Army of Prudes

Via Reason’s Radley Balko, another example of fear of FCC speech regulations–and those interest groups who push for them–keeping entirely reasonable content off the air:

David Harsanyi, whose book on the Nanny State is now in bookstores (as well as excerpted in our November issue), reports that the new Ken Burns joint on World War II will be sanitized so GI’s language won’t offend L. Brent Bozell III and his army of prudes:

Rather than risk a $325,000 fine per word from the FCC — if the offensive words are broadcast between 6 a.m. and 10 p.m. – PBS provided two cuts of War and allowed stations to decide which one to air.

Here’s the thing, The FCC allowed the same langauge to be used in a ABC prime-time showing of Steven Speilberg’s “Saving Private Ryan” — a masterful, but fictional, account of WW 2 — a couple of years ago.
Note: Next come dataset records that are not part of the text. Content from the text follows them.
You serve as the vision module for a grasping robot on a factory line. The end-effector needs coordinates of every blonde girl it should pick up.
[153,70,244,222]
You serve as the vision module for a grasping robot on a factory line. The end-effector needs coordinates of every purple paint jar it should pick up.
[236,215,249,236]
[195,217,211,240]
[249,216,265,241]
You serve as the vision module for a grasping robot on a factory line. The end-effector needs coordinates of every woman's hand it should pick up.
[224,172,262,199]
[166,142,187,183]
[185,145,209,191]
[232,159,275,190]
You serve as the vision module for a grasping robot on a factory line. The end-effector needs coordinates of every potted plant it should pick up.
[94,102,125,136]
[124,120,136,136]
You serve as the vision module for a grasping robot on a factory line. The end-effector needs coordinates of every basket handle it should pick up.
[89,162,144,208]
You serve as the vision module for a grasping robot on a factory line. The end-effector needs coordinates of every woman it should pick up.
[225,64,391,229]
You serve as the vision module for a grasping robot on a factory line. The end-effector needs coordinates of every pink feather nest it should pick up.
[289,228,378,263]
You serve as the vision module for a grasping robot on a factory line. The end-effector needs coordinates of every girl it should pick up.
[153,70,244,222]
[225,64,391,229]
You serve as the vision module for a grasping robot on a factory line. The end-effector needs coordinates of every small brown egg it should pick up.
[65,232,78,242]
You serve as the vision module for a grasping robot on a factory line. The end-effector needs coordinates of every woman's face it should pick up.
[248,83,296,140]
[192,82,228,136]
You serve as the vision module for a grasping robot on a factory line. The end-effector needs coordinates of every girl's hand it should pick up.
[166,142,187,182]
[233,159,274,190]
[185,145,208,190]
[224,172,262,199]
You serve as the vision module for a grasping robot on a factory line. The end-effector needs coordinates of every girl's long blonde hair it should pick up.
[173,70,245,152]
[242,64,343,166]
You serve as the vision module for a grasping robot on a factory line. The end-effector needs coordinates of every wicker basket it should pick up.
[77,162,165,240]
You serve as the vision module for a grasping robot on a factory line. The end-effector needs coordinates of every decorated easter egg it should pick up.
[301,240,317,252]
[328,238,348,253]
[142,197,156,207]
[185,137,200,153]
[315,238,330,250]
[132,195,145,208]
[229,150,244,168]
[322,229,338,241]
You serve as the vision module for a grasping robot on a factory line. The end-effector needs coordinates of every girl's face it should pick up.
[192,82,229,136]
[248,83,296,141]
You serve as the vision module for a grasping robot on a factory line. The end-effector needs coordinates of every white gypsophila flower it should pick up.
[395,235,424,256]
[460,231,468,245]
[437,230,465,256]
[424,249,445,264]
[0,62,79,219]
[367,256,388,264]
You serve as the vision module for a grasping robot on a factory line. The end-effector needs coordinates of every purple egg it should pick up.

As I’ve written elsewhere, broadcast speech codes and the whole "indecency" uproar are almost entirely created by a very small cadre of cranky complainers who ceaselessly pester the FCC into "doing something" about what’s on television. This leads not only to the obvious free-speech issues, but also to pushes for other regulatory approaches like "cable a la carte." And in the meantime, filmmakers like Ken Burns have to make nice with the censors in order to get their work shown.

The whole thing reminds me, in a weird way, of the EU antitrust case against Microsoft. In that case, the EU has (stupidly, and detrimentally) decided that it needs to play software designer. In this case, we see, in effect, the FCC playing filmmaker.